On Mon, 2020-05-25 at 20:00 +0200, Liam Proven via cctalk wrote:
On Mon, 25 May 2020 at 05:30, Fred Cisin via cctalk
<cctalk at classiccmp.org> wrote:
IBMs came with an installable driver called, I think, IBMCACHE.SYS.
This used extended RAM (above 1MB) as a hard disk cache, without XMS
or HIMEM.SYS or any of that. I played with it and was amazed by the
results. I started enabling it by default on customers' machines.
I hadn't thought about IBMCACHE.SYS in *years*. I wrote it in its
entirety (there's even a patent that covers some of its operation). I
was in an AdTech (Advanced Technology) group at the time and was
looking at how to make disk operations faster in DOS at the time when I
came up with the idea.
There was a *huge* battle within IBM on if it should be released and in
order to do so, it was fairly well hidden.
Most
were happy but some had the habit of just turning off -- DOS didn't
really have a shutdown routine. Some, I could train to press
Ctrl-Alt-Del before turning off. Some I couldn't, so I had to disable
the disk cache.
There was a switch on config.sys statement for IBMCACHE.SYS to turn off
the write-back cache (e.g. writes would always go straight to disk).

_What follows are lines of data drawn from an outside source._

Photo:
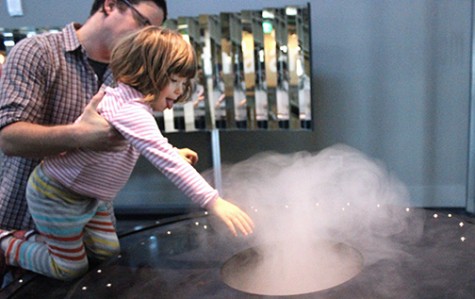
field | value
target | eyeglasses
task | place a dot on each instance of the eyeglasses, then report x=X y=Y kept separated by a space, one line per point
x=142 y=20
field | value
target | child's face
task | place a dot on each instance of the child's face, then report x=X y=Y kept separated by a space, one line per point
x=170 y=93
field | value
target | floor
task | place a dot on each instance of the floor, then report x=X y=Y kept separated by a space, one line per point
x=182 y=257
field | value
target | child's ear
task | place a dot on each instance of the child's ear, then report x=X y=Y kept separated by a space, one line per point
x=109 y=6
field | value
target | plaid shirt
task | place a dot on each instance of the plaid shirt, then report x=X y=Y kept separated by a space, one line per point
x=46 y=80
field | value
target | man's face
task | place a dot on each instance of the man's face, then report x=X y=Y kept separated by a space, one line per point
x=132 y=17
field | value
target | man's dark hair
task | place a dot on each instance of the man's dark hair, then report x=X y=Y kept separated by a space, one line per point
x=98 y=4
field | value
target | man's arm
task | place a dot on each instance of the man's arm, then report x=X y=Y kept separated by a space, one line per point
x=36 y=141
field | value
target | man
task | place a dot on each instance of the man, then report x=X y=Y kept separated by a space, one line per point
x=46 y=83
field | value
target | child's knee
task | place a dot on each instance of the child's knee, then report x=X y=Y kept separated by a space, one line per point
x=71 y=272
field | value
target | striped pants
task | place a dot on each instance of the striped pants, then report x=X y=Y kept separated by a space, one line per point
x=73 y=227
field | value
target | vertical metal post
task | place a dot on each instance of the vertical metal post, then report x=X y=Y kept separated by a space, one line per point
x=216 y=153
x=470 y=204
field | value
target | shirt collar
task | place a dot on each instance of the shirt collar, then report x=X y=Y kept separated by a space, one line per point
x=71 y=40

As I recall, there was a 30 second timer for the writeback cache so
that if a disk block was "dirty" for more than 30 seconds it would get
flushed to disk.
But for those that could learn and adapt, it made DOS _much_ faster,
and on a 1MB PS/2 Model 50 or 60, it was about the only thing you
could do with the extra 386 KB of RAM before MS-DOS 5 came out.